Biblically defined, the last days are not a brief closing chapter of human history. They are the final era—the long stretch of time between Christ’s first coming and His second. And Scripture does not describe this era as one of moral advancement or spiritual enlightenment. It describes it as a time of decline, deception, and deterioration of character.
Jesus Himself warned that “because iniquity shall abound, the love of many shall wax cold” (Matthew 24:12). Paul, writing to the Romans, described a society that knew God yet rejected Him, resulting in minds darkened and consciences seared (Romans 1:28–32). Isaiah long before declared God’s woe upon a people who would “call evil good, and good evil” (Isaiah 5:20). These are not isolated warnings. They are a unified biblical testimony.
The last days are marked not primarily by what happens in the sky, but by what happens in the human heart.
Charles Spurgeon once observed that societies rarely collapse suddenly; they erode gradually, morally, long before they fall politically. He warned that when truth is loosened and conviction softened, decay is already well advanced. Winston Churchill, speaking in a different arena but with similar clarity, lamented cultures that ignore warning signs until consequences are unavoidable. His words echo Paul’s urgency: decline is not sudden—it is tolerated, then normalised, then defended.
Our own age bears unmistakable marks of this pattern. The breakdown of the family is no longer controversial—it is measurable. Moral absolutes have been replaced with personal preference. Authority is not merely questioned but ridiculed. Gratitude has given way to entitlement. Holiness is viewed as oppressive, while indulgence is marketed as freedom. None of this should surprise the student of Scripture. Paul did not say these things might happen. He said they shall come.
Yet Paul’s concern is not the behaviour of the world alone. His warning is written to a pastor. To a believer. To the church. The danger is not that the world behaves like the world; it is that God’s people lose their ability to discern the times they are living in. When the last days are misunderstood, they are either feared irrationally or embraced uncritically.
The spiritual diagnosis beneath all of this is simple and sobering: God is no longer central. When God is displaced, self takes His place. When truth is rejected, feeling becomes law. When holiness is despised, pleasure is enthroned. The traits Paul will soon list are not random sins; they are the natural fruit of a God-forsaken mindset.

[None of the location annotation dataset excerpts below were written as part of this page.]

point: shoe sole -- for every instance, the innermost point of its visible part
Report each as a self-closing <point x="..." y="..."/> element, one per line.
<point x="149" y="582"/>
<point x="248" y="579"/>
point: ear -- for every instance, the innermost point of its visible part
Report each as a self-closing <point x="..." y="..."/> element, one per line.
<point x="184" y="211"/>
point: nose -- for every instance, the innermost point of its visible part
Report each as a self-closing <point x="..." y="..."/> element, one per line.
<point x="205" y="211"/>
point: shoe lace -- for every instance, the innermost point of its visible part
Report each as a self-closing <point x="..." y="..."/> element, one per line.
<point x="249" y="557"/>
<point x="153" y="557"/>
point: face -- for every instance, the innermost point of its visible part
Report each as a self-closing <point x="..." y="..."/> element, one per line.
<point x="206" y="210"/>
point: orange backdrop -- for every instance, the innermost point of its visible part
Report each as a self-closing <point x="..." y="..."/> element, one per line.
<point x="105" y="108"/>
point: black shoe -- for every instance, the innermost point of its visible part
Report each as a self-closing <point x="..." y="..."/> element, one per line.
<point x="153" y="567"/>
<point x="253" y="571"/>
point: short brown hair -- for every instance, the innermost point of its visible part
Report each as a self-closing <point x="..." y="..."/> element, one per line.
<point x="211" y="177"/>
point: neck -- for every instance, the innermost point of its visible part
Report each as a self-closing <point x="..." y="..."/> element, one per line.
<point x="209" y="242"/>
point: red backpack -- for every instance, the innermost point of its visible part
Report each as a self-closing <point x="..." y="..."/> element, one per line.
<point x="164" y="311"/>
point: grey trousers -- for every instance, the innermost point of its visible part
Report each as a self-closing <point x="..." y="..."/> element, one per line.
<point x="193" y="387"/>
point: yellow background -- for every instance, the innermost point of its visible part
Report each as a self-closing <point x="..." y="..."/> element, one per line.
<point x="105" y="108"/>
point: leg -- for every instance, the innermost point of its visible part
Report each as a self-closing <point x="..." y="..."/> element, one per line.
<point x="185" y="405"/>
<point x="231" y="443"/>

Jesus told His followers that when these things begin to come to pass, they were not to panic, but to “look up” (Luke 21:28). Awareness should not breed fear—it should sharpen faith. But awareness must come first. The believer who refuses to acknowledge the reality of the last days will be ill-equipped to live faithfully within them.
The greatest danger is not living in the last days.The greatest danger is becoming comfortable in them.
Paul begins broadly before he speaks specifically. He lays the foundation before exposing the fractures. The age must be understood before the behaviours can be confronted. Everything that follows in this passage flows from this opening truth.
The last days are not approaching.They are present.
And only those who know that will be prepared to stand.